Her silence was full of maternal love, for the Church, and for the world to which the Church would be sent.

Friday, May 4, 2012

Tennis and Community

Tennis is not baseball, but its a lot of fun.

Its the only sport that the whole family likes. The kids have all, until recently, been small. Since we're not one of those power families intent on producing tennis pros, it means that we just play on the courts in the public park, or even in the driveway.

And of course we watch the great ones do their thing on television. Everyone will watch a good tennis match, and marvel at Federer and Nadal and Djokovic and Serena, etc., etc. There is nothing like the drama of a high intensity singles match between two amazing athletes. Really. Try watching the singles finals at the French Open and Wimbledon this summer.

The Chelsea tennis team is more laid back. But its still fun.

Its more than fun. John Paul has done sports camps before, but this is the first time he has ever participated in a dedicated and ongoing sports program. Like in so many things, Chelsea Academy has found the right balance in the education of mind and body. Every student has to participate in at least one sport during the year, and this entails a significant commitment. Since March, John Paul has been practicing 4-5 days a week, as well as playing matches. There are also many in-school sporting events and outdoor activities all through the year.

He's getting in shape. He's getting instructed in the finer points of the game. He is learning the values of striving for excellence, healthy competition, and fair play.

I think its good for John Paul to be on a team. When I was a kid, I played my heart out in every kind of sport. But I never played for a team. We had pickup games in the neighborhood, and of course the daily "gym class" of my public school youth. If anything could be done by pure hustle, I did it. But I had very little skill, and no supervision or confidence building from adults. Then I went to a large high school where the sports program just seemed out of reach.

The good thing about a small school is that its large enough to have access to resources that parents can't provide on their own, and still small enough to ensure that every kid gets attention, and that parents and family can participate in their activities (in fact, parent participation is essential for a lot of the good things that happen at Chelsea).

We are very blessed. Here too, we have another experience of a real community. A real community is not a narrow and stifled place. Its a place where a child can grow into a mature human being, and open up to reality without fear, because he or she lives within an environment of trust.
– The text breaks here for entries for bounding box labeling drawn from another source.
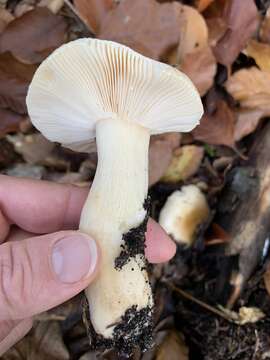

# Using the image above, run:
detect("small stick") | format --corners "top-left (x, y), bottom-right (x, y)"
top-left (165, 283), bottom-right (233, 322)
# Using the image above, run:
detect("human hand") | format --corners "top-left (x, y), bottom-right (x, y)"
top-left (0, 175), bottom-right (175, 355)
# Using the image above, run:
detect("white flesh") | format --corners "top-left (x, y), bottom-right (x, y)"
top-left (80, 119), bottom-right (153, 338)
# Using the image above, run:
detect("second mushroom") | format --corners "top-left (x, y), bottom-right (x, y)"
top-left (27, 39), bottom-right (203, 350)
The aim of community is not a negative; its not a place to avoid "the evils of the world." Community is a human thing; it happens when people gather together to seek what is true and good, and to build constructive environments for themselves and their children.

It happens, because we are social beings. We depend on one another. Sadly, too much of our culture is designed to lead us into a dependence on anonymous forces, generating artificial "needs" that make us forget the essential needs and aspirations of our humanity. We forget about our destiny, and so its not surprising that we forget our need for each other.

Wherever human beings really seek life, they discover that they need to do it together.